First, no guarantee the death data is accurate, which you know already. We miss about 50% of deaths. Since it isn’t really a formal requirement in EHRs, our OMOP extract leverages any information we can get, mostly focusing on date of death but including vital status. As I recall, we needed some kind of death date so we made some estimates. We also incorporated other death information from a second source and then used this to refine our algorithm. In this case, though, we made an additional table to compare our results and ended up refining our death assessments. The data quality around death is very frustrating and so we encourage people to think about the purpose when using it - if the person might be dead: don’t recruit them for trials; if you are calculating mortality, especially in relation to an exposure, please leverage the higher quality data.

Christian_Reich · September 11, 2023, 4:02pm

@David_Dorr: What’s the problem with the death data?

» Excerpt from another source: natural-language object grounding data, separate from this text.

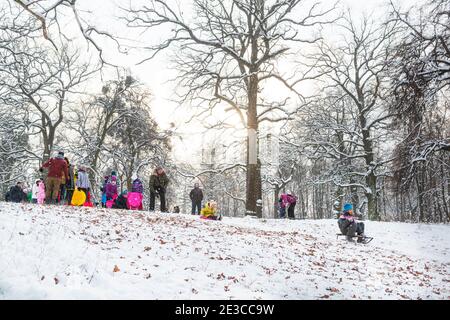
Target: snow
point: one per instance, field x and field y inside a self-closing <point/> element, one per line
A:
<point x="57" y="252"/>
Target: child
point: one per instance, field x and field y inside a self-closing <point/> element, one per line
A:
<point x="137" y="185"/>
<point x="83" y="182"/>
<point x="121" y="201"/>
<point x="209" y="211"/>
<point x="41" y="192"/>
<point x="289" y="201"/>
<point x="103" y="190"/>
<point x="349" y="226"/>
<point x="35" y="191"/>
<point x="111" y="189"/>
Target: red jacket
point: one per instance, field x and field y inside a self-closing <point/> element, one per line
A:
<point x="55" y="167"/>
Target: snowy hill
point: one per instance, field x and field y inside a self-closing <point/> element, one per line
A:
<point x="56" y="252"/>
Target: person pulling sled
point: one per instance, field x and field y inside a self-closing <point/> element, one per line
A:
<point x="209" y="211"/>
<point x="350" y="227"/>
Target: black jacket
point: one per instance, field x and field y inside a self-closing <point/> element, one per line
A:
<point x="196" y="195"/>
<point x="120" y="203"/>
<point x="16" y="194"/>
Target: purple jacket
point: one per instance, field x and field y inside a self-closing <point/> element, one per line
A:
<point x="137" y="186"/>
<point x="111" y="190"/>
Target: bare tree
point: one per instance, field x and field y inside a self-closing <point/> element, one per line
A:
<point x="358" y="69"/>
<point x="40" y="82"/>
<point x="228" y="51"/>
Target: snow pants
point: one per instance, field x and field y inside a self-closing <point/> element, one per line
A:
<point x="196" y="205"/>
<point x="162" y="198"/>
<point x="52" y="189"/>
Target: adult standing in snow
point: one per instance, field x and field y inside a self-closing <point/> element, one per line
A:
<point x="287" y="200"/>
<point x="111" y="189"/>
<point x="41" y="192"/>
<point x="16" y="193"/>
<point x="83" y="182"/>
<point x="136" y="185"/>
<point x="56" y="167"/>
<point x="196" y="196"/>
<point x="70" y="182"/>
<point x="35" y="191"/>
<point x="158" y="184"/>
<point x="348" y="224"/>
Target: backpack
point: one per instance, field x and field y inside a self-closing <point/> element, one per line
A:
<point x="134" y="200"/>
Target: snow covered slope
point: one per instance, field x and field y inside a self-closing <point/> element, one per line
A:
<point x="56" y="252"/>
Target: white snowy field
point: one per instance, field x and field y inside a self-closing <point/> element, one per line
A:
<point x="52" y="252"/>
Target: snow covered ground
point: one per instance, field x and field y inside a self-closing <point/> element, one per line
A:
<point x="52" y="252"/>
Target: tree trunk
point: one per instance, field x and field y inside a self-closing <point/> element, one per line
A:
<point x="253" y="181"/>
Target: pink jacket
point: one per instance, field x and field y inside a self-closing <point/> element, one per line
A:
<point x="41" y="191"/>
<point x="286" y="199"/>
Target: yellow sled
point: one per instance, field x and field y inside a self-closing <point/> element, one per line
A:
<point x="78" y="198"/>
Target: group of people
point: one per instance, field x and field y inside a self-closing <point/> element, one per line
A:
<point x="64" y="185"/>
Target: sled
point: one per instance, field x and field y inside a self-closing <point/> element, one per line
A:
<point x="134" y="201"/>
<point x="218" y="218"/>
<point x="110" y="203"/>
<point x="365" y="239"/>
<point x="78" y="198"/>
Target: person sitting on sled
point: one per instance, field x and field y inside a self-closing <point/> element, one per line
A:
<point x="287" y="200"/>
<point x="209" y="211"/>
<point x="349" y="225"/>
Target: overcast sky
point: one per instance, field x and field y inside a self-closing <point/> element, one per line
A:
<point x="156" y="73"/>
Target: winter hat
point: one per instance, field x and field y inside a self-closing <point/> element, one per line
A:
<point x="348" y="207"/>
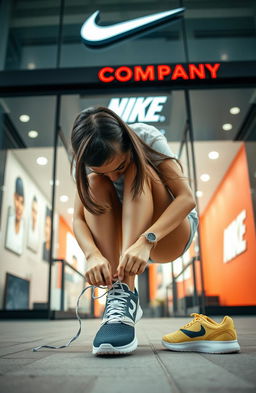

The fact itself, or the date? If the latter, by how much does it deviate in your estimation?

Reason I am asking is this: Mortality is usually measured in many months to years. So, a couple days earlier or later won’t make a difference. Even years. But if the data are completely made up then it would be useless indeed.

PriyaDesai · September 12, 2023, 4:22am

thanks- so HYBRID_DEATH_DT is a coalesce?

PriyaDesai · September 12, 2023, 4:24am

@MPhilofsky what is a person’s vital status?

jmethot · September 12, 2023, 2:38pm

@PriyaDesai - I don’t know if our DBAs are using an actual COALESCE function but it sounds like it would have the same effect.